(disclaimer - I work at Kaggle) I would recommend downloading the dataset[1] and...

gammarator · on June 10, 2012

I participated in the Kaggle competition, but I'm less optimistic about the pedagogic value of these systems. A black box algorithm won't explain to a student what their rudimentary mistakes are.

I wrote about this more extensively here: http://bellm.org/blog/2012/04/23/arguing-to-the-algorithm-ma...

numlocked · on June 10, 2012

Great write up! I hadn't seen it, thanks for sharing.

Two things: 1) Agree about the explanation bit. In fairness, that was not part of the competition. But I do believe that, given the way the features were constructed, many of the algorithms could be modified to also provide "explanation" of their scoring. The value is highly dependent on the features though (length, for instance, would probably be a prominent "explanation"), and I haven't actually tried it.

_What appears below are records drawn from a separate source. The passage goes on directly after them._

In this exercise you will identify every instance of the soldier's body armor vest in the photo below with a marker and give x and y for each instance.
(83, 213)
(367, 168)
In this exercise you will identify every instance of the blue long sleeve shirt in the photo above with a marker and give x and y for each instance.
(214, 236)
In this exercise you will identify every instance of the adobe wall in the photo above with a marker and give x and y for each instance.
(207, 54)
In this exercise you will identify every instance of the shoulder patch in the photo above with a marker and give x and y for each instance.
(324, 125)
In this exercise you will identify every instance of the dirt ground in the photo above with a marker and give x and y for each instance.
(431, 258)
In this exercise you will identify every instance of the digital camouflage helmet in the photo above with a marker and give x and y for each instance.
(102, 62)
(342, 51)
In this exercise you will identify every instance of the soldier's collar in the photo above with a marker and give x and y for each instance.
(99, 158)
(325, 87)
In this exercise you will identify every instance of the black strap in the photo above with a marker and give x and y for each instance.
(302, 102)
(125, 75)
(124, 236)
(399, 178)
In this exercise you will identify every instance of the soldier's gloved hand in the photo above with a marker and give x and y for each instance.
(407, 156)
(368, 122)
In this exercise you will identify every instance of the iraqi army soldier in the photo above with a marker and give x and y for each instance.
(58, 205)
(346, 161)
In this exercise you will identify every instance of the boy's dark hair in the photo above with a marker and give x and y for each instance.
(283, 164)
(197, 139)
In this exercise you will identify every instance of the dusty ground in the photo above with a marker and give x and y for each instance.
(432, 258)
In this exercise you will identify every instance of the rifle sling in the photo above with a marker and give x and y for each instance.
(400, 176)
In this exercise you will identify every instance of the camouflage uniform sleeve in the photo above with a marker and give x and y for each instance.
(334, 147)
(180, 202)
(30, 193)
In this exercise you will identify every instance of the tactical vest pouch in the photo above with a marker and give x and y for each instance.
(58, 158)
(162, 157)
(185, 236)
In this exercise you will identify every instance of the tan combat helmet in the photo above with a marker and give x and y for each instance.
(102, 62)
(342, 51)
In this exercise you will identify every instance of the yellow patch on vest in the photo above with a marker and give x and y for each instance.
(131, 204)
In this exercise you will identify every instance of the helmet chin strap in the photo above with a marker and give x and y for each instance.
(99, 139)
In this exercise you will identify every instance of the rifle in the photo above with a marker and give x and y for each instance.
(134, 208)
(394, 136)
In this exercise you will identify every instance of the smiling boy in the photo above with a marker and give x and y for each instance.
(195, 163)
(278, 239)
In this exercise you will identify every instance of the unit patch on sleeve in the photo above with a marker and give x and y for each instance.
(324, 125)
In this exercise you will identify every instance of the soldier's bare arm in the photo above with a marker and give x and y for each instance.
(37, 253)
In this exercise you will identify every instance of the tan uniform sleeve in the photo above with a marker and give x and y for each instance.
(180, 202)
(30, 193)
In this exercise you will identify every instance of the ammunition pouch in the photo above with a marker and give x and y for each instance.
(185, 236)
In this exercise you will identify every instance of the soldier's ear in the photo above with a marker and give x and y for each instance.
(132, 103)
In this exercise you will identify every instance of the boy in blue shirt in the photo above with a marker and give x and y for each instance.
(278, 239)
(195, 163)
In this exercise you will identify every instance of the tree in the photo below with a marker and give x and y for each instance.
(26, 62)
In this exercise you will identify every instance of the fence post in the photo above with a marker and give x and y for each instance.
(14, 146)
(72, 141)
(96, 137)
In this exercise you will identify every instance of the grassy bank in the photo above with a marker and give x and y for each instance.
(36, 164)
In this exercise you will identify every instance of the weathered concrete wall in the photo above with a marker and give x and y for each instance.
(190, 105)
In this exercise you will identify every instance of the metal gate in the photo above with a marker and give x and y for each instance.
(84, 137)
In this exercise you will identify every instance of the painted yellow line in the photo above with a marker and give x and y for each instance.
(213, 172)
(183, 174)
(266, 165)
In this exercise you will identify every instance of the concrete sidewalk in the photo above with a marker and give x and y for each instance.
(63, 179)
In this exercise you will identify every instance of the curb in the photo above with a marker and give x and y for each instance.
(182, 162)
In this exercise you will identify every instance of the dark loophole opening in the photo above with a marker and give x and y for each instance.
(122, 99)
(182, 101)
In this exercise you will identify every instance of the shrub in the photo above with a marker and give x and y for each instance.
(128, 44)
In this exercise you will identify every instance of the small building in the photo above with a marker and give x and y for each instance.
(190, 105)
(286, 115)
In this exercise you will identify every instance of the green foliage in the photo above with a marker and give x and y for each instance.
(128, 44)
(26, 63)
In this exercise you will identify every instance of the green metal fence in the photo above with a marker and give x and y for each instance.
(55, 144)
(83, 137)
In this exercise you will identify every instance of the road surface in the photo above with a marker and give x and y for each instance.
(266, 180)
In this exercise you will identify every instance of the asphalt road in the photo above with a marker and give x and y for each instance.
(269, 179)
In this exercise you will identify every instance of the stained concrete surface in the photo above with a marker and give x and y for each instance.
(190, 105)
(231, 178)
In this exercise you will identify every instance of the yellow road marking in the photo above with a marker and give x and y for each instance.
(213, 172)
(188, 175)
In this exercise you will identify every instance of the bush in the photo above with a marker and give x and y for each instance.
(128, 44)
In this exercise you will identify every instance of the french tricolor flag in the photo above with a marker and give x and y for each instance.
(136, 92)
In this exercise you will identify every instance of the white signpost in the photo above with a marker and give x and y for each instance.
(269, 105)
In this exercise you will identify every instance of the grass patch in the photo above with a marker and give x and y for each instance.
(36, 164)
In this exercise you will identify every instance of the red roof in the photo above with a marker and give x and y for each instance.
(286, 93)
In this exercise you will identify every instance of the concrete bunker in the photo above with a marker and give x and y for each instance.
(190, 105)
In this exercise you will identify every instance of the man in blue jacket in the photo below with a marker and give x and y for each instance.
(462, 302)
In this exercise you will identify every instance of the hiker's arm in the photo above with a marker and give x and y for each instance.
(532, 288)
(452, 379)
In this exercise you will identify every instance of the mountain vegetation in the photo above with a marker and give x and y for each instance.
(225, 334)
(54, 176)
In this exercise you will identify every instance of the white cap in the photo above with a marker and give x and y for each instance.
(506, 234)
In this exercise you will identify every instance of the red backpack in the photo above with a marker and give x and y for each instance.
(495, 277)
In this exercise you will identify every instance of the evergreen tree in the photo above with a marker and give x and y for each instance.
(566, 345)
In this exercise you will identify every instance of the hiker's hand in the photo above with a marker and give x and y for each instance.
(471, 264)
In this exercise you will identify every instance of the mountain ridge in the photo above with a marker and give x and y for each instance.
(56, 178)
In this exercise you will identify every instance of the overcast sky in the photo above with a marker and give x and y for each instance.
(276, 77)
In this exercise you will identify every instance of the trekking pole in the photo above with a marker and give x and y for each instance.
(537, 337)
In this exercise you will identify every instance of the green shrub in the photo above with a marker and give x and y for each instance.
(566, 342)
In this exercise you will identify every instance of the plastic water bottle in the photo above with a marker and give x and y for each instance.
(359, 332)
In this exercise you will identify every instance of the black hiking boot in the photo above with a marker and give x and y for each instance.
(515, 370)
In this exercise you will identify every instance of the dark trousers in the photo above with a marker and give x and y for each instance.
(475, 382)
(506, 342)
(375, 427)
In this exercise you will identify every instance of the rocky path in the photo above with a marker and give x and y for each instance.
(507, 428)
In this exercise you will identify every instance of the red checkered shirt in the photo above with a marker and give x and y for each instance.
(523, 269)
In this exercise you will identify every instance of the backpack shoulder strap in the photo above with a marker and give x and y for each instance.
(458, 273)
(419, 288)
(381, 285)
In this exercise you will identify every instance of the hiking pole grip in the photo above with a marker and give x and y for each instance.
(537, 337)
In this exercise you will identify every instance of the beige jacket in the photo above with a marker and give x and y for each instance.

2) The "This would grade Dickinson/Hemingway/DFW/etc poorly" argument is true but, again, read the essays. These are serious edge cases - ones that should be addressed (by, for instance, correlating algorithmic scoring with human scoring), but this argument doesn't diminish the applicability of the algorithm to the vast majority of essays and students.

Jach · on June 10, 2012

Will this help the nearly-illiterate masses? I think so. Will it hurt those who are one standard deviation or more above the norm? I think that's a problem, too. The solution then is to use the algorithm on the first set and more individual-oriented grading methods for the other set. Effort should be spent finding those in the other set and that isn't restricted to a single course or assignment. This challenges the assumption that students are equal and deserve equal grading, but I don't really see another way forward that doesn't hurt any of the best, mediocre, or poor writers.